Recently, ERK and its upstream kinase MEK1/2 have been shown to be present in the mitochondria and shuttle to the cytosol or nuclei (10). Given the mitochondrial localization of PHB in our studies, PHB could activate ERK in the mitochondria, leading selleck bio to downstream signaling beyond the organelle. Nrf2 signaling is considered a double-edged sword in regard to single-cell protection from oxidative and electrophilic stresses vs. cancer cell survival. It is thought that Nrf2 suppresses cancer initiation through elimination of ROS and protection of DNA from oxidative damage. Many potential therapeutic compounds, such as pterostilbene, resveratol, and peracetylated (?)-epigallocatechin-3-gallate, that possess anti-inflammatory, antioxidant, and/or anticarcinogenic properties induce Nrf2 as their mechanism of action (5, 6).
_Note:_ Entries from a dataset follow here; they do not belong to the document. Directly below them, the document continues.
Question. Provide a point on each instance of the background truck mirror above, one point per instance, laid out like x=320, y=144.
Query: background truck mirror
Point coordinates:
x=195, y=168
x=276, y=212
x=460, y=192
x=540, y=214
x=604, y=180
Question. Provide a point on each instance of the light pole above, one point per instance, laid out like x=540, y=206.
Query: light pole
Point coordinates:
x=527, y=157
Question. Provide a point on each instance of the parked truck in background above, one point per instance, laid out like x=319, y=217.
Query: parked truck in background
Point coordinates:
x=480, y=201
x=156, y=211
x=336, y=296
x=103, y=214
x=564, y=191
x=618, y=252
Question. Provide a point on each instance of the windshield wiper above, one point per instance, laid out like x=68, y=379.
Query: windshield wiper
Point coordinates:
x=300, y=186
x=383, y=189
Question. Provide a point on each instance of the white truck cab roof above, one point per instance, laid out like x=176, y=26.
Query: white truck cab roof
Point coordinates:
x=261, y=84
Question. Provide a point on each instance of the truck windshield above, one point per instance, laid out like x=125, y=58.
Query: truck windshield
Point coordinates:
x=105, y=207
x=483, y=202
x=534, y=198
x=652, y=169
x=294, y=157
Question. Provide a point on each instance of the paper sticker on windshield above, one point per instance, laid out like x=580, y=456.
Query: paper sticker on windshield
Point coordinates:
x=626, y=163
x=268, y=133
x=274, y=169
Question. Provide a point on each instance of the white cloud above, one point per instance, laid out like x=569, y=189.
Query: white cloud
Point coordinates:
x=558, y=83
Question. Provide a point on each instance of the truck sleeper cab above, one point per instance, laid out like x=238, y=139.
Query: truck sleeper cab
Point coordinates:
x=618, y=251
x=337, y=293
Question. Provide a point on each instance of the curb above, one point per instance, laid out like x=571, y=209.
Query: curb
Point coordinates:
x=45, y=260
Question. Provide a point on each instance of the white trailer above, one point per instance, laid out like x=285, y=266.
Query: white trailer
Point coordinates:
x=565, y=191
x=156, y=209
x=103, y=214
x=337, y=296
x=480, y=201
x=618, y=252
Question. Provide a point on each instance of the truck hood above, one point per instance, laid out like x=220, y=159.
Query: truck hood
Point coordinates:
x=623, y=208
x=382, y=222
However, after initiation of cancer, dysregulation of the Nrf2/Keap1 pathway promotes tumorigenicity and chemoresistance through upregulation of detoxification pathways in cancer cells (48). The link between chronic inflammation and increased risk of cancer in multiple organs is well established. Patients with IBD are at an increased relative risk of developing colorectal cancer compared with the general public (11). A valid concern regarding PHB overexpression is the potential to increase tumorigenicity due to upregulation of detoxification pathways, rendering cells resistant to death. However, our recent study showed th
Colorectal cancer (CRC) is one of the most common tumour types in the world, with about 400 000 deaths annually [1,2].
In the United States, despite a slight decrease in its incidence and mortality during the past two decades, CRC remains the third most common cancer, affecting about 140 000 people and Drug_discovery accounting for 50 000 cancer-related deaths per year [3]. In China, where the incidence rate was initially low, due to the changes in lifestyle and nutritional habits, the CRC rate is increasing by 4.2% annually [4,5]. Carcinoembryonic antigen (CEA) is the most commonly used tumour marker for the diagnosis of CRC and evaluation of prognosis or recurrence after treatment. The guideline of National Comprehensive Cancer Network (NCCN) indicated that for T2 or greater lesions, a CEA test is recommended at baseline and every 3 months for 2 years [6]. CEA can be detected and quantitatively measured in the serum and the tumour tissue of CRC patients, but their role in the prognosis of CRC remains controversial. The objective of this study was to compare the prognostic value of CEA both in tumour tissue and in serum of the patients with CRC.